Idem l’intrigue pas toujours claire. Comme je disais, le roman ne manque pas de rebondissements, mais on ne sait jamais vraiment où les auteurs veulent nous emmener. En tout cas pas avant la fin que je m’en voudrais de spoiler. Je dirais juste que la dernière scène s’articule autour du verbe cuire, ceux qui ont tenu jusqu’au bout comprendront. Belle métaphore pour renvoyer aux besoins primaires de l’humanité (le miam), au cannibalisme social (l’homme, loup pour l’homme, s’entredévore) et à l’aspect ambivalent du feu (sapience prométhéenne vs destruction pyromane). Un beau final, dommage que le fil conducteur se perde souvent en intrigues secondaires avant d’en arriver là. Faut pas mal s’accrocher pour suivre les nombreux développements, autant dire que dans le genre ouvrage “à la portée de tous”, je le trouve quand même assez élitiste, quelque part entre abscons, abstrus et absinthe.
On comprend pourquoi la réception oscille entre science et arts, vu comme le texte est chargé de symboles, de sens caché derrière les mots. Mélange de surréalisme, d’histoire à énigme à la David Lynch, saupoudré de Freud et d’Achille Zavatta.
Au final, un titre exigeant, à la fois aride et touffu, pas exempt de défauts mais capable de se rattraper grâce à un sous-texte riche en enjeux.

Pour en revenir au film, grâce à un de mes contacts dans le monde du cinéma – merci, Rocco S. – j’ai appris une info en or juste après avoir rédigé cette chronique ! Cadeau, une exclusivité made in Un K à part !
Loin de se limiter à une modeste trilogie budgétée à 500 millions de dollars LE film, les producteurs auraient engagé un scénariste stagiaire de plus pour imaginer un univers étendu à la manière de Marvel ou DC.
A l’étude, une série TV, comportant un possible crossover avec Bled. Le scénario du pilote Merci Jacquie Lagarde et Michel Michard serait en cours d’écriture, murmure-t-on dans les milieux autorisés si chers à Coluche. Parmi les acteurs pressentis par les responsables de casting circulent les noms de Zora Larousse, John Grévisse et Bob Lepetit (aka Lepetit Robert).
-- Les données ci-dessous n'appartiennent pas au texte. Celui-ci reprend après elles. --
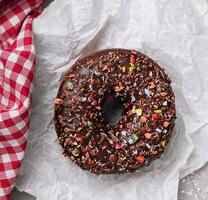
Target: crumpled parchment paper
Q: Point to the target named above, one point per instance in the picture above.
(174, 33)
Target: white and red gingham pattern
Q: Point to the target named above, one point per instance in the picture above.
(17, 58)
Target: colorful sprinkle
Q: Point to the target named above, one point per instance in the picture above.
(147, 92)
(111, 141)
(123, 69)
(130, 141)
(94, 103)
(165, 103)
(89, 124)
(155, 116)
(86, 154)
(132, 59)
(148, 135)
(143, 119)
(75, 152)
(163, 143)
(147, 145)
(79, 129)
(152, 85)
(79, 138)
(123, 133)
(69, 85)
(97, 73)
(132, 67)
(166, 124)
(138, 111)
(158, 111)
(163, 94)
(133, 99)
(134, 137)
(58, 101)
(118, 88)
(140, 159)
(159, 89)
(117, 146)
(158, 130)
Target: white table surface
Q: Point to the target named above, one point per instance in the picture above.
(192, 187)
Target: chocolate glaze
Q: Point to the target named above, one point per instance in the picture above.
(140, 86)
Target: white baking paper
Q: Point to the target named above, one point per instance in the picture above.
(174, 33)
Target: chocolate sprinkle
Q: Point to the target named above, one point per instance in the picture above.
(114, 111)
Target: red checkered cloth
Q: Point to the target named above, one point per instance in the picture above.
(17, 58)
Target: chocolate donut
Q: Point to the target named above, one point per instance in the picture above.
(114, 111)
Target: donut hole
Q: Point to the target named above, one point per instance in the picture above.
(112, 108)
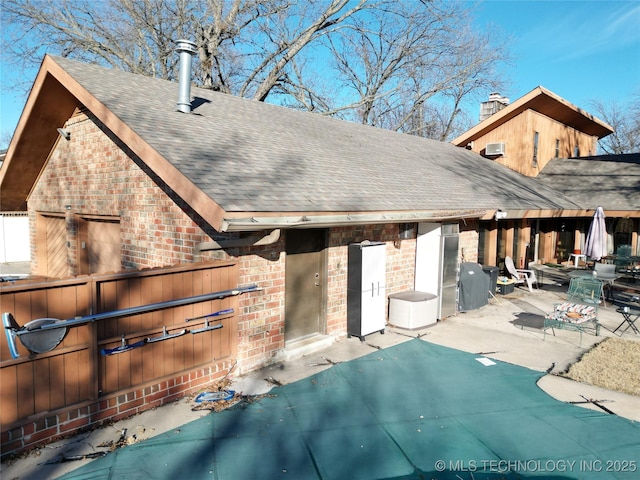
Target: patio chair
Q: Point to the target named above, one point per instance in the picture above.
(521, 276)
(580, 311)
(607, 274)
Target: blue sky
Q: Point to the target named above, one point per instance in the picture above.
(579, 49)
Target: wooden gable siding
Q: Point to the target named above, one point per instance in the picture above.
(75, 375)
(518, 135)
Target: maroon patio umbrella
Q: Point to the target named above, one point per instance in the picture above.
(596, 244)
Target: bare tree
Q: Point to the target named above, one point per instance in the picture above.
(408, 64)
(381, 62)
(625, 120)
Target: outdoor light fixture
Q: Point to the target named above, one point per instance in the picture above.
(66, 135)
(500, 215)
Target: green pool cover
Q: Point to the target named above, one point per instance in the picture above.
(413, 411)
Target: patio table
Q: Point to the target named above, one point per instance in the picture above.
(606, 279)
(630, 317)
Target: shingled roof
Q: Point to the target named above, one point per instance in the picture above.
(240, 158)
(611, 181)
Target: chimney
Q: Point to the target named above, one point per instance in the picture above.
(496, 103)
(186, 49)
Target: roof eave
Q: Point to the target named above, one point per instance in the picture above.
(248, 224)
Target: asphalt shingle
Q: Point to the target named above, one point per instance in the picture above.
(252, 156)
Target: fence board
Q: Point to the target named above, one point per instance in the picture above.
(75, 372)
(26, 397)
(9, 394)
(42, 379)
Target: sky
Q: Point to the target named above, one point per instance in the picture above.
(581, 50)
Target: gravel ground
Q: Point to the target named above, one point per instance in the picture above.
(613, 364)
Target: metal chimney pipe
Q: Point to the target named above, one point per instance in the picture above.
(186, 49)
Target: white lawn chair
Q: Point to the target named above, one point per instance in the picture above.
(520, 275)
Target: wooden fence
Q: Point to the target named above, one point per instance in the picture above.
(75, 373)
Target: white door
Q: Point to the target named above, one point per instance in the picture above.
(373, 288)
(428, 258)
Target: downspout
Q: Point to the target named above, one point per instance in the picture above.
(254, 241)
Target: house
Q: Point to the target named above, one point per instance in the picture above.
(114, 177)
(615, 181)
(544, 136)
(526, 134)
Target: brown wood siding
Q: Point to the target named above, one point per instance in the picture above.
(75, 372)
(518, 135)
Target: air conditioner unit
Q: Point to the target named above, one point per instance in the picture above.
(494, 149)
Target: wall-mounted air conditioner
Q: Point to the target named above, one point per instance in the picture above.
(494, 149)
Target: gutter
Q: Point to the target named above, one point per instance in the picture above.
(325, 221)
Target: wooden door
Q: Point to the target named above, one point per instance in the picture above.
(99, 245)
(305, 283)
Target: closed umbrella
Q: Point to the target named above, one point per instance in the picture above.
(596, 243)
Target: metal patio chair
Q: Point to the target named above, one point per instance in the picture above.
(520, 275)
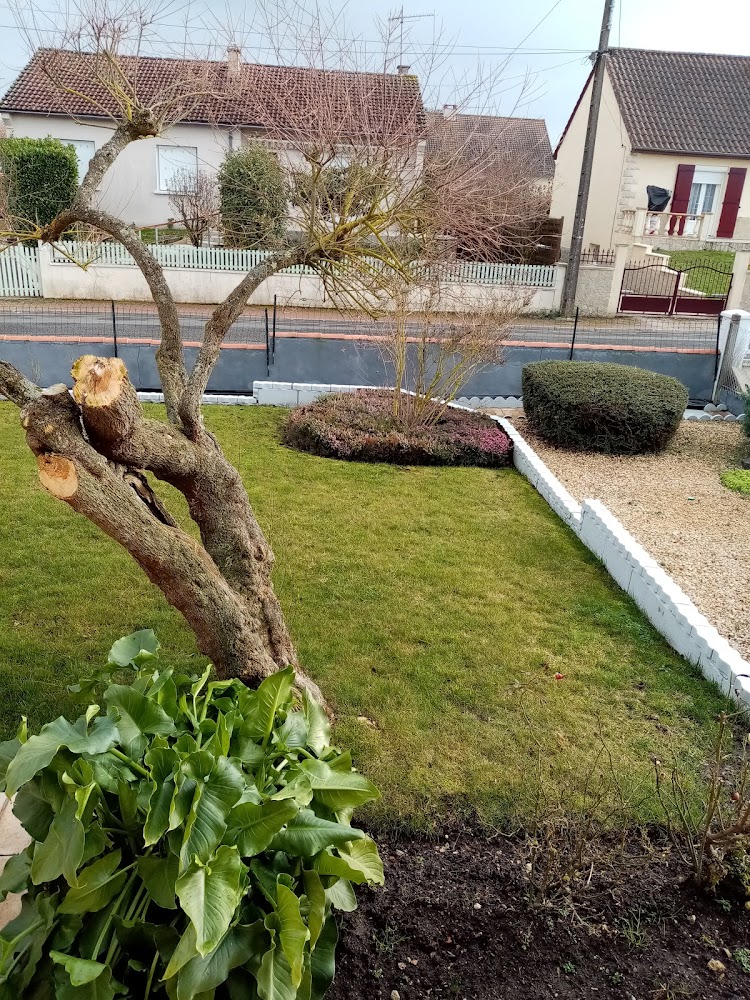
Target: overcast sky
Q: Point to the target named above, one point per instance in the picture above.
(540, 46)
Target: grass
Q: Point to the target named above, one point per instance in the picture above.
(737, 480)
(704, 278)
(434, 605)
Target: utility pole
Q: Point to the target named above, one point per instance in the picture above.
(401, 17)
(570, 285)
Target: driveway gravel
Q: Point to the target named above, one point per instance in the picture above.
(675, 505)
En 2025, une fois les trois films sortis, le coffret de l’intégrale sera disponible en plusieurs versions (normale, 2D, 3D, VR, collector, director’s cut, Redux, VHS, DVD, Blu-Ray, et bien sûr le super méga coffret qui les regroupe toutes pour la modique somme de 1289,99 €).
En attendant cette date lointaine, les fans pourront bientôt se rabattre sur le roman graphique (collab’ d’Edika et Frank Miller), le jeu vidéo (chez Steam-Blizzard, un projet qui s’annonce aussi tumultueux que nébuleux) et l’OST (Alizée ft. Linkin Park ft. John Williams).
Autant dire qu’il y a du lourd dans les cartons.